Models Genesis (2004.07882v4)

Abstract: Transfer learning from natural images to medical images has been established as one of the most practical paradigms in deep learning for medical image analysis. To fit this paradigm, however, 3D imaging tasks in the most prominent imaging modalities (e.g., CT and MRI) have to be reformulated and solved in 2D, losing rich 3D anatomical information, thereby inevitably compromising its performance. To overcome this limitation, we have built a set of models, called Generic Autodidactic Models, nicknamed Models Genesis, because they are created ex nihilo (with no manual labeling), self-taught (learnt by self-supervision), and generic (served as source models for generating application-specific target models). Our extensive experiments demonstrate that our Models Genesis significantly outperform learning from scratch and existing pre-trained 3D models in all five target 3D applications covering both segmentation and classification. More importantly, learning a model from scratch simply in 3D may not necessarily yield performance better than transfer learning from ImageNet in 2D, but our Models Genesis consistently top any 2D/2.5D approaches including fine-tuning the models pre-trained from ImageNet as well as fine-tuning the 2D versions of our Models Genesis, confirming the importance of 3D anatomical information and significance of Models Genesis for 3D medical imaging. This performance is attributed to our unified self-supervised learning framework, built on a simple yet powerful observation: the sophisticated and recurrent anatomy in medical images can serve as strong yet free supervision signals for deep models to learn common anatomical representation automatically via self-supervision. As open science, all codes and pre-trained Models Genesis are available at https://github.com/MrGiovanni/ModelsGenesis.

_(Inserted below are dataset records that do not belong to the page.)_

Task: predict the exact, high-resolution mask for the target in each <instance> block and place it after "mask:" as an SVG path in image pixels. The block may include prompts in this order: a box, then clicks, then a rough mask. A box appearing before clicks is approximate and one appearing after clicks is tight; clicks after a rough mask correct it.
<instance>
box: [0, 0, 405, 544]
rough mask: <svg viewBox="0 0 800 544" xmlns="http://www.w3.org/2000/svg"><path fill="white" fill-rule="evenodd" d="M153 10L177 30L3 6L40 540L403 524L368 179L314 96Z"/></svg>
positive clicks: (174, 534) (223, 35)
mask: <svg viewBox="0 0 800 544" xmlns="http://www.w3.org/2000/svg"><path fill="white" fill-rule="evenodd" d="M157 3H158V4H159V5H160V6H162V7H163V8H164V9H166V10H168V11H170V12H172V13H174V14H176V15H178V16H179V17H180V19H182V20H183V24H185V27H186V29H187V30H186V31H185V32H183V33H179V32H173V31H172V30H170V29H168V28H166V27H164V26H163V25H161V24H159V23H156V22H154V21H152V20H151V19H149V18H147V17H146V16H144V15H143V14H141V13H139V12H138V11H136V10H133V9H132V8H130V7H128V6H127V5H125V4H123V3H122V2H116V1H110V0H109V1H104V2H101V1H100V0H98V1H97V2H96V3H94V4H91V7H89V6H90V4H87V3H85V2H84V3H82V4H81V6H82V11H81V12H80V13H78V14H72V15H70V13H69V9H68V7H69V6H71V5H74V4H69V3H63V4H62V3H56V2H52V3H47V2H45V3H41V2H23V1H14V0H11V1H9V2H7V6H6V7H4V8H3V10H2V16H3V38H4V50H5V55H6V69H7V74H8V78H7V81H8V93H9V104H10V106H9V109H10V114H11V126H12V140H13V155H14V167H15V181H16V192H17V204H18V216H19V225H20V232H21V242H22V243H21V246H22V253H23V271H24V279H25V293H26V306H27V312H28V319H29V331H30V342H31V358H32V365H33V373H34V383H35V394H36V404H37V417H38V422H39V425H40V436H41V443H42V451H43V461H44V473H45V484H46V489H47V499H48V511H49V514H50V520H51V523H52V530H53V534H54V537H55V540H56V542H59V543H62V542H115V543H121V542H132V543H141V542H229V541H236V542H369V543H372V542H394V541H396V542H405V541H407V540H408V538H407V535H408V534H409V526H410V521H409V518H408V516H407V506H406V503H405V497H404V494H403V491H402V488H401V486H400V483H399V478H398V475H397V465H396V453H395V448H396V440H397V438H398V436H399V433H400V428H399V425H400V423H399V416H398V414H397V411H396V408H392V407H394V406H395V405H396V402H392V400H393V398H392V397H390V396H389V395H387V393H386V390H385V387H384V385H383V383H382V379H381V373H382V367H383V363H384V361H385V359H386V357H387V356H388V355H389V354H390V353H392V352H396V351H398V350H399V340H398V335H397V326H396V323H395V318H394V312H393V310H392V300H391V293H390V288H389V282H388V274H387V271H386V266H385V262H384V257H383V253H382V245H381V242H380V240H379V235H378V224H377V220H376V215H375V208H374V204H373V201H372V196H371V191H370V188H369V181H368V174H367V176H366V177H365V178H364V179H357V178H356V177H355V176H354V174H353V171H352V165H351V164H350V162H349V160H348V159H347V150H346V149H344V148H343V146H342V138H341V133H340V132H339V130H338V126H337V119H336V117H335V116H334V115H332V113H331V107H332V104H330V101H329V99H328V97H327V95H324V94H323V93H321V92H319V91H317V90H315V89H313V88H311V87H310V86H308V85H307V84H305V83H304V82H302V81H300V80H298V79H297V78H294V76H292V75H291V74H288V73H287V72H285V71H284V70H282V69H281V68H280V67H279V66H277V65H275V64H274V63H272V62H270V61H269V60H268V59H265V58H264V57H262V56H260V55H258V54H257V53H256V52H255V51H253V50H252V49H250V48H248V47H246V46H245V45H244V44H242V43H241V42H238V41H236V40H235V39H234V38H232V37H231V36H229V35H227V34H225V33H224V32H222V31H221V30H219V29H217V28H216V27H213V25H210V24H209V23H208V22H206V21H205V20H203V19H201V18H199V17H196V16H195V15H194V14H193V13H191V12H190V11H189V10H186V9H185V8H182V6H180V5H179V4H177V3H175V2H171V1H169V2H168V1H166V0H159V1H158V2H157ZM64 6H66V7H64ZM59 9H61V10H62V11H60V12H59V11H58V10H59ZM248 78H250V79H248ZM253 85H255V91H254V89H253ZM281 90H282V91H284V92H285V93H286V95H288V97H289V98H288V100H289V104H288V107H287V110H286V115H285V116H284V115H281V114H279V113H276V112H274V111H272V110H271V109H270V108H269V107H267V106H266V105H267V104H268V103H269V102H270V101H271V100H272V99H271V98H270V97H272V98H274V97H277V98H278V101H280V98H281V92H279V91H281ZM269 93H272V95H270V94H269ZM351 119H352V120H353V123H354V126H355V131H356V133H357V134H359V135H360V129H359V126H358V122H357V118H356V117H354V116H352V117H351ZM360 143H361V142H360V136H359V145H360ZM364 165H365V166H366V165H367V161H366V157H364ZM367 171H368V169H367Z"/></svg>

Overview of "Models Genesis"

The paper "Models Genesis" presents a novel approach to improving 3D medical image analysis through self-supervised learning. The authors introduce Generic Autodidactic Models, known as Models Genesis, which are designed to leverage unlabeled 3D imaging data without relying on traditional 2D transfer learning from natural images. This research addresses the limitations of reformulating 3D tasks into 2D ones, thereby preserving essential 3D anatomical information.

Key Contributions

1. Self-Supervised Learning Framework: The paper proposes a self-supervised learning framework that utilizes 3D medical images to train models without manual labeling. This framework is characterized by:
   • Non-linear Transformation: Enhances the ability to learn intensity distributions.
   • Local-Shuffling Transformation: Focuses on learning the texture and boundaries of anatomic structures.
   • Local and Global Context Learning: Employs outer-cutout and inner-cutout techniques to learn spatial layout and continuity of anatomical features.
2. Evaluation Across Applications: Models Genesis were tested on various tasks, including lung nodule detection and brain tumor segmentation, demonstrating superior performance compared to models trained from scratch and pre-trained supervised models.
3. Reduced Annotation Effort: The approach significantly reduces the need for annotated data, proving especially beneficial for underrepresented medical conditions.

Results and Implications

• Enhanced Performance: Models Genesis consistently outperform traditional 2D approaches and even some existing 3D pre-trained models like MedicalNet and I3D in specific tasks.
• 3D Context Utilization: By maintaining the spatial context of 3D medical images, the proposed models show a clear advantage over conventional 2D models.
• Generalizability and Transferability: The framework demonstrated the potential for both same-domain and cross-domain transferability, making it adaptable to various organs, diseases, and imaging modalities.

Future Directions

• Creation of a Medical ImageNet: While effective, the paper suggests that a labeled comprehensive dataset like ImageNet for medical images could further advance model performance.
• Cross-domain Learning: Future research could focus on enhancing cross-domain capabilities, allowing models to generalize more effectively across different medical imaging modalities and conditions.

Overall, the paper provides a thorough exploration of self-supervised learning within 3D medical imaging, highlighting its practical applications and potential for broader adoption in medical diagnosis and research. This work sets the stage for further investigation into harnessing unlabeled data to create robust and adaptable medical imaging models.